This page was created by Joe Callinan. 

Imperiia: a spatial history of the Russian Empire

Vignette 3: After Church

Vignette 3: Painting
 
Diary Entry: April 22nd, 1894,
 
            The first leaves have blossomed. Yet, it was in the grass that one could truly see the first signs of spring. Spots of yellow littered brilliantly on a green canvas. It was a bright day, blue and cloudless. The sun was hot,but the air was cold—a reminder of the long winter.
 
Wanting to take advantage of the weather, grandmother took me to the cemetery to visit my grandfather’s tomb, as it had been four years since Grandfather’s death.
 
We left our house on a late morning Sunday. Mother and Father were both consumed by work. Mother was washing our linens, as she does every Sunday. Father, on the other hand, had left for Riga early this morning to sell in the market.
 
We travelled along the dirt roads that rose above the fields of grain. In every field, there were farmers planting the season’s first seeds of grain or hay. The roads were quite dry. Grandmother promised me it was only a short distance to the center of Riga.
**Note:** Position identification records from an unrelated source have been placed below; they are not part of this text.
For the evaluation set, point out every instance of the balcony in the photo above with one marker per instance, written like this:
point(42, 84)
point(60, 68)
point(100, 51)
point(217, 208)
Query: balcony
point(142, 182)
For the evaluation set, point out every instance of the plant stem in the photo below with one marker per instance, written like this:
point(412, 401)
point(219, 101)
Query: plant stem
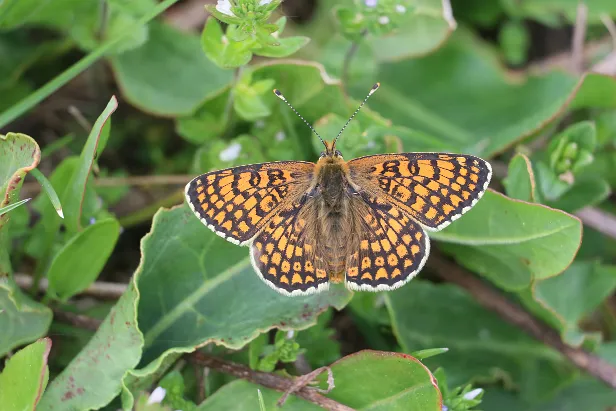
point(269, 380)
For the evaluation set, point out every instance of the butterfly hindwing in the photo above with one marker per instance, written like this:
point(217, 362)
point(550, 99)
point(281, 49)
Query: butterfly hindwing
point(433, 188)
point(237, 203)
point(283, 255)
point(392, 247)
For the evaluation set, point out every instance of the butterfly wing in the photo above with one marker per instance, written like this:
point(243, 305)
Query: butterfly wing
point(283, 254)
point(433, 188)
point(392, 247)
point(236, 203)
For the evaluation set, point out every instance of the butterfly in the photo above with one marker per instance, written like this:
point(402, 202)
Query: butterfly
point(362, 221)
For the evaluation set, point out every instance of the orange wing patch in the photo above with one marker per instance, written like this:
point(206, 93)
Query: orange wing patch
point(284, 256)
point(393, 248)
point(237, 203)
point(433, 188)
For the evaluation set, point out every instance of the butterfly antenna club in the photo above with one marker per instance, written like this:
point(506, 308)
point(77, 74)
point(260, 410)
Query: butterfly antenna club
point(283, 98)
point(372, 90)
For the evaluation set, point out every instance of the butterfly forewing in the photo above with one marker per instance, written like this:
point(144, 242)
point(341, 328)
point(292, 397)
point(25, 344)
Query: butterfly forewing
point(392, 247)
point(238, 202)
point(433, 188)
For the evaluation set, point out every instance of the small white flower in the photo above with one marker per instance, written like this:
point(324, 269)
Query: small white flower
point(224, 6)
point(230, 153)
point(157, 396)
point(471, 395)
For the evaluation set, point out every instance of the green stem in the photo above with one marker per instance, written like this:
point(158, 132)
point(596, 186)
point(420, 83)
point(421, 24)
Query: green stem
point(39, 95)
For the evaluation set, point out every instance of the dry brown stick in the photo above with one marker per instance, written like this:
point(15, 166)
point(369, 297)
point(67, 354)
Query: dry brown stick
point(266, 379)
point(516, 315)
point(99, 289)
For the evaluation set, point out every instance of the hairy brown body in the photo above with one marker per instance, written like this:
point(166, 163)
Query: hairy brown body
point(331, 211)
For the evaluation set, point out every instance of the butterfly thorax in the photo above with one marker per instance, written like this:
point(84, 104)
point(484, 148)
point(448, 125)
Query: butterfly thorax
point(332, 192)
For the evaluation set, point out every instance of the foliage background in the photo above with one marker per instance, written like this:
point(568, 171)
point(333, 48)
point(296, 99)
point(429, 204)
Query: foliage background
point(109, 107)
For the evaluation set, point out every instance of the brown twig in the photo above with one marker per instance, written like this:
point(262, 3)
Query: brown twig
point(99, 289)
point(266, 379)
point(78, 320)
point(513, 313)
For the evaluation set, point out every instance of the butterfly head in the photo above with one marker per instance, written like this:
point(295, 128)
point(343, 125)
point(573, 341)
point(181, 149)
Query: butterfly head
point(330, 148)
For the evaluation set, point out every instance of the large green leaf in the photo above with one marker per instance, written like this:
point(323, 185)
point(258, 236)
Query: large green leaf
point(197, 288)
point(563, 301)
point(95, 376)
point(367, 380)
point(24, 377)
point(482, 346)
point(377, 380)
point(21, 319)
point(512, 242)
point(169, 75)
point(479, 109)
point(82, 258)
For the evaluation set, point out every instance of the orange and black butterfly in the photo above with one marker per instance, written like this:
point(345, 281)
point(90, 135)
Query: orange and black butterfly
point(362, 221)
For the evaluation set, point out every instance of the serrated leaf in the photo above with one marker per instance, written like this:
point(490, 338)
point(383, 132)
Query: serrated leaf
point(563, 301)
point(24, 377)
point(79, 262)
point(481, 345)
point(512, 242)
point(149, 75)
point(95, 376)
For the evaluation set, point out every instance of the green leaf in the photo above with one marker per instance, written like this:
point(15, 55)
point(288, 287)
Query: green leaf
point(512, 242)
point(74, 193)
point(95, 376)
point(565, 300)
point(13, 206)
point(21, 319)
point(221, 50)
point(485, 347)
point(502, 112)
point(585, 192)
point(186, 286)
point(48, 189)
point(285, 47)
point(81, 259)
point(383, 380)
point(520, 181)
point(187, 277)
point(24, 378)
point(36, 97)
point(168, 75)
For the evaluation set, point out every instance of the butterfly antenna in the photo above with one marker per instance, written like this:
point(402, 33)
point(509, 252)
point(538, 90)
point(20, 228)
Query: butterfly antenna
point(283, 98)
point(372, 90)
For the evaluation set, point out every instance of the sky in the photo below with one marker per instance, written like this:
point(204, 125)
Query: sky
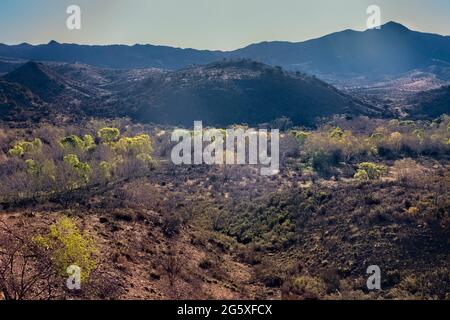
point(207, 24)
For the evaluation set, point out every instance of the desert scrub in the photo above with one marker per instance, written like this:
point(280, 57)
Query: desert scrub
point(307, 287)
point(69, 246)
point(369, 171)
point(108, 134)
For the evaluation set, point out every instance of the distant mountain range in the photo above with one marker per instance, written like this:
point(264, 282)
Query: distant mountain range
point(393, 49)
point(220, 93)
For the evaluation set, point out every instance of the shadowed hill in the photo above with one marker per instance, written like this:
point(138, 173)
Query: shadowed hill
point(238, 91)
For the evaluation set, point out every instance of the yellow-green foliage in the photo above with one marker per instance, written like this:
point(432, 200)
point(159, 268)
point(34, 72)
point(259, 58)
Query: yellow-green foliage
point(45, 168)
point(301, 136)
point(74, 142)
point(106, 169)
point(21, 148)
point(69, 246)
point(369, 171)
point(83, 169)
point(109, 134)
point(337, 133)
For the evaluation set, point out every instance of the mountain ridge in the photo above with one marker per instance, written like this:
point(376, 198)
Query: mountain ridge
point(392, 49)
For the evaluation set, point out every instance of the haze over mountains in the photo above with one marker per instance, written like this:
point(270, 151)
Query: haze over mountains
point(220, 93)
point(376, 72)
point(393, 49)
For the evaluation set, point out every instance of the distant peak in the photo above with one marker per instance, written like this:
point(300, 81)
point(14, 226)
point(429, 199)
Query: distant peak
point(392, 25)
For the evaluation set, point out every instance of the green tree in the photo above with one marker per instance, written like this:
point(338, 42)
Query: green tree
point(69, 246)
point(108, 134)
point(82, 169)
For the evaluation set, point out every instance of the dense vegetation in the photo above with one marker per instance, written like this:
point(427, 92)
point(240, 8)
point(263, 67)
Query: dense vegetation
point(350, 194)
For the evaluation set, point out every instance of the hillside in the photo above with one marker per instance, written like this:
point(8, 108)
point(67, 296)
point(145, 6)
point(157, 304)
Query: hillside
point(236, 91)
point(18, 103)
point(222, 93)
point(391, 50)
point(432, 103)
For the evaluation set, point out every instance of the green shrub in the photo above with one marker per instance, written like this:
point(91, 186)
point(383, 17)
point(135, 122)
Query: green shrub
point(109, 134)
point(82, 169)
point(69, 246)
point(369, 171)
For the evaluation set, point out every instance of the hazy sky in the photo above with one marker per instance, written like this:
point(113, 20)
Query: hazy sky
point(207, 24)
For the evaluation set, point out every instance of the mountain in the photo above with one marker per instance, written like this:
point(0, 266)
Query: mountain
point(391, 50)
point(18, 103)
point(235, 91)
point(431, 104)
point(220, 93)
point(38, 79)
point(112, 56)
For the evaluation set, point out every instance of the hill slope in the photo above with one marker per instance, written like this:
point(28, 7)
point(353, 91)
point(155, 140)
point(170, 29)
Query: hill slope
point(229, 92)
point(393, 49)
point(432, 103)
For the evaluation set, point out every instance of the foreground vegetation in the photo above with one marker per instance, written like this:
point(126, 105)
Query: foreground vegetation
point(351, 193)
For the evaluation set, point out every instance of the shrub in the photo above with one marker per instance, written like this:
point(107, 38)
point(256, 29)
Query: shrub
point(369, 171)
point(74, 142)
point(82, 169)
point(69, 246)
point(140, 144)
point(109, 134)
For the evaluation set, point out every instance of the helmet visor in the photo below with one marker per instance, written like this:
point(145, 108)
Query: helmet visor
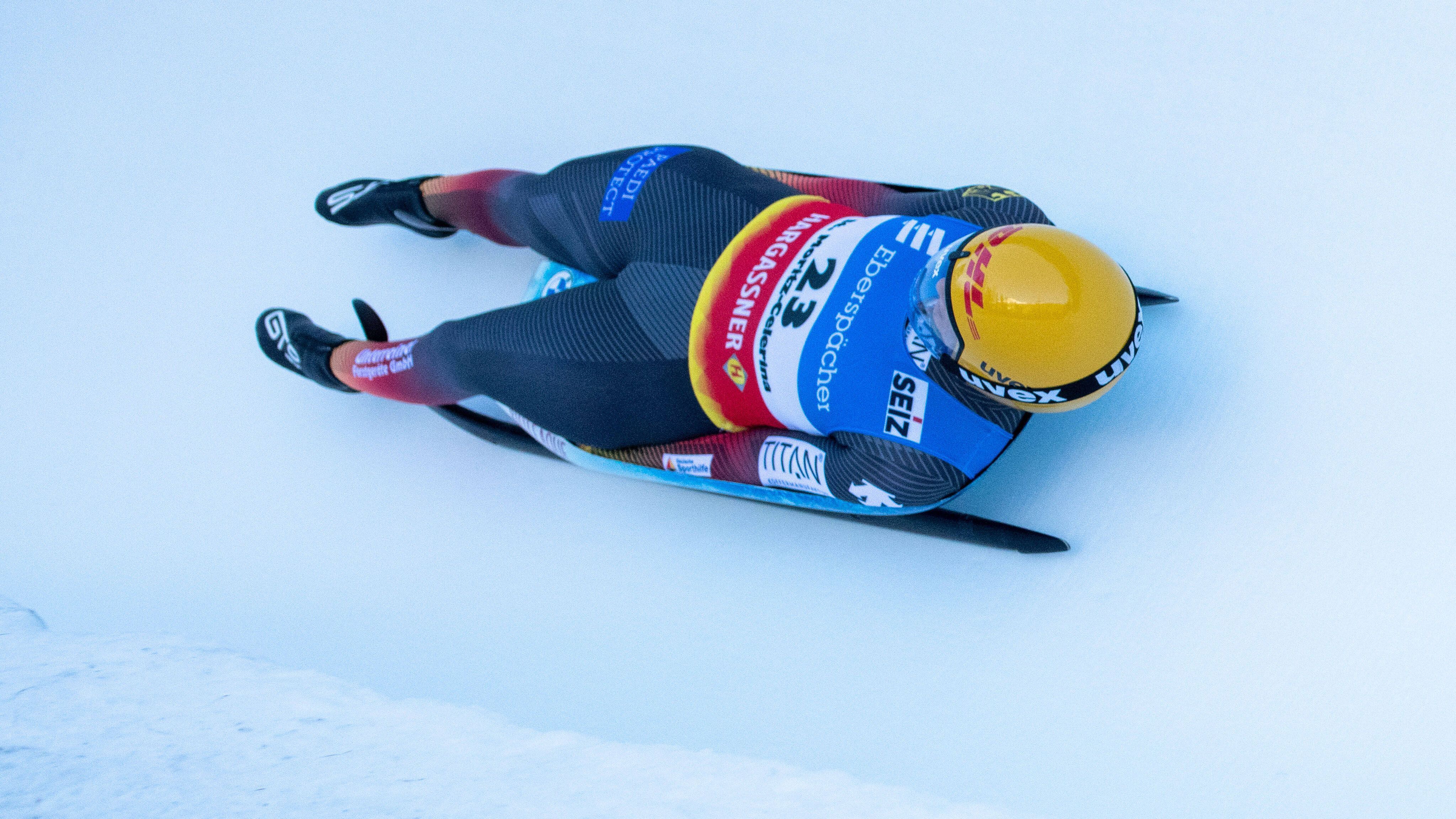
point(930, 310)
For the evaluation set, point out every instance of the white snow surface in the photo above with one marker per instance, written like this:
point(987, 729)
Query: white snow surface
point(1257, 617)
point(139, 727)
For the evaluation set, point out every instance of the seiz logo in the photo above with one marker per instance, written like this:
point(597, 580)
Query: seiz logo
point(277, 328)
point(347, 196)
point(905, 412)
point(560, 281)
point(788, 463)
point(916, 239)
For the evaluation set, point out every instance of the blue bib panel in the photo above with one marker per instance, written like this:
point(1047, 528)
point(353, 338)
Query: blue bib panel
point(855, 372)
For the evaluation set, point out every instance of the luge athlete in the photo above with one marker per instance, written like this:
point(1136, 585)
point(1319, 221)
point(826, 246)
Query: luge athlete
point(844, 338)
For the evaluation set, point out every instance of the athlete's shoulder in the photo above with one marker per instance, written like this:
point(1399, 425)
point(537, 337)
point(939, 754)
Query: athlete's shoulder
point(988, 206)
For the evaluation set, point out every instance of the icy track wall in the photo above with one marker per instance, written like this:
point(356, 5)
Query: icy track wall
point(140, 728)
point(1256, 617)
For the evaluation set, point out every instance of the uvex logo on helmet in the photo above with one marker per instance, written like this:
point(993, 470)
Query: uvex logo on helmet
point(981, 258)
point(1079, 389)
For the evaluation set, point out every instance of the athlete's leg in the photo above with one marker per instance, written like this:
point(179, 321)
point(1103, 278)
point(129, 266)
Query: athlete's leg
point(576, 363)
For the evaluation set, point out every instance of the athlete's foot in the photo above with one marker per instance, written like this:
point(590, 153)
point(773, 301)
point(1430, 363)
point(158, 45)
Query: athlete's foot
point(378, 201)
point(293, 342)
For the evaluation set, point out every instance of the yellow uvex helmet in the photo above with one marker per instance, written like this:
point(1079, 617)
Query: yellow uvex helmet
point(1037, 318)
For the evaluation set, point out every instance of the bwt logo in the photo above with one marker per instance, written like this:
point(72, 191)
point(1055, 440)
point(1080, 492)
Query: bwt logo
point(905, 412)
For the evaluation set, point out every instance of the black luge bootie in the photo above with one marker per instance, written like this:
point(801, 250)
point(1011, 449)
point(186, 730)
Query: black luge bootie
point(295, 342)
point(378, 201)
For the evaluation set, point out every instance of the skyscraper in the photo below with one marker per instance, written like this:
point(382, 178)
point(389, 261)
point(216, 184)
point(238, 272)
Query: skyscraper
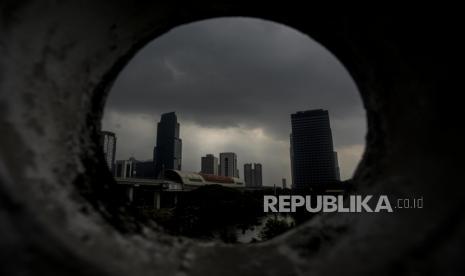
point(168, 151)
point(312, 154)
point(209, 164)
point(248, 175)
point(253, 175)
point(257, 175)
point(108, 141)
point(228, 164)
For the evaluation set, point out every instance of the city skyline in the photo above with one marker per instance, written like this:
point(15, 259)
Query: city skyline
point(235, 97)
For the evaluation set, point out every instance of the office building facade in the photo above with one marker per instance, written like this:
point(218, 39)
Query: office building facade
point(228, 164)
point(209, 164)
point(312, 155)
point(253, 175)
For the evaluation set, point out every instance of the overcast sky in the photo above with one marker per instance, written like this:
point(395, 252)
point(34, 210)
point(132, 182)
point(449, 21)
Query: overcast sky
point(233, 83)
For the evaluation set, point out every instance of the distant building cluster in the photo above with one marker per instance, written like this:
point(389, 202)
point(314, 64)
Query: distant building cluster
point(314, 163)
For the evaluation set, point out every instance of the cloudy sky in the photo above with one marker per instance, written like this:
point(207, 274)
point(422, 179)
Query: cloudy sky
point(233, 83)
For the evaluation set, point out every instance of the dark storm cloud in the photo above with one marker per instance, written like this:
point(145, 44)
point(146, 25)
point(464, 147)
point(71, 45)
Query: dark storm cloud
point(239, 72)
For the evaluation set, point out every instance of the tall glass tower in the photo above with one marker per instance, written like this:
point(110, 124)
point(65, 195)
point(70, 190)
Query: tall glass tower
point(167, 153)
point(312, 154)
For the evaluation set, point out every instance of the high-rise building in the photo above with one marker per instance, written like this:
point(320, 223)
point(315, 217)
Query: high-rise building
point(312, 154)
point(108, 141)
point(248, 175)
point(125, 168)
point(257, 175)
point(253, 175)
point(336, 167)
point(228, 164)
point(209, 164)
point(167, 153)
We reached the Daugava shortly before noon. The spirals of the churches rose above the winding cobblestone streets. We passed by the Cathedral of Saint Mary, and into the square of with the House of Blackheads. There were many merchants selling food, dolls, and clothes.
 
We hopped on a horse-bound trolley and continued to make our way deeper into the city. The buildings were German-looking, with wide arches, and curved roofs. Lasting towers of the crusaders hovered in the sky, like spears and swords!
 
Not that much longer, we arrived at the cemetery behind the church. This was my first visit to his grave. Grandmother tells me that he was a very famous writer! We arrived to the cemetery after a long and pleasant walk. The cemetery was in the center of Riga and was very pretty. There were many oak trees that lined the gravel paths.
 
In the cemetery, there were many people. On the benches, there were men in frock coats and women in large dresses, speaking German.
 
To our right, there was a more interesting group of people--very simply dressed men, who were reading large newspapers and books. The faces were stern and strong. Their bodies were thick, as if they also had worked lands like Father for many years. They were speaking Latvian.
 
Behind us, on top of the stairs, there was a Russian official shouting in German, Latvian, and Russian. I couldn’t understand what he was saying, but Grandmother told me not to worry about it.
 
We continued into the cemetery. Most of the tombs had long German names. And Grandmother told me that Bishop Albert was buried somewhere in the cemetery.
 
We found Grandfather’s tomb, between two tombs with long German names. Grandfather’s inscription read: “Ruhe en Frieden Krišjānis Valdemārs.”
 
We laid red and white flowers that grandmother bought and said a prayer. We walked home through the golden fields and back to our village.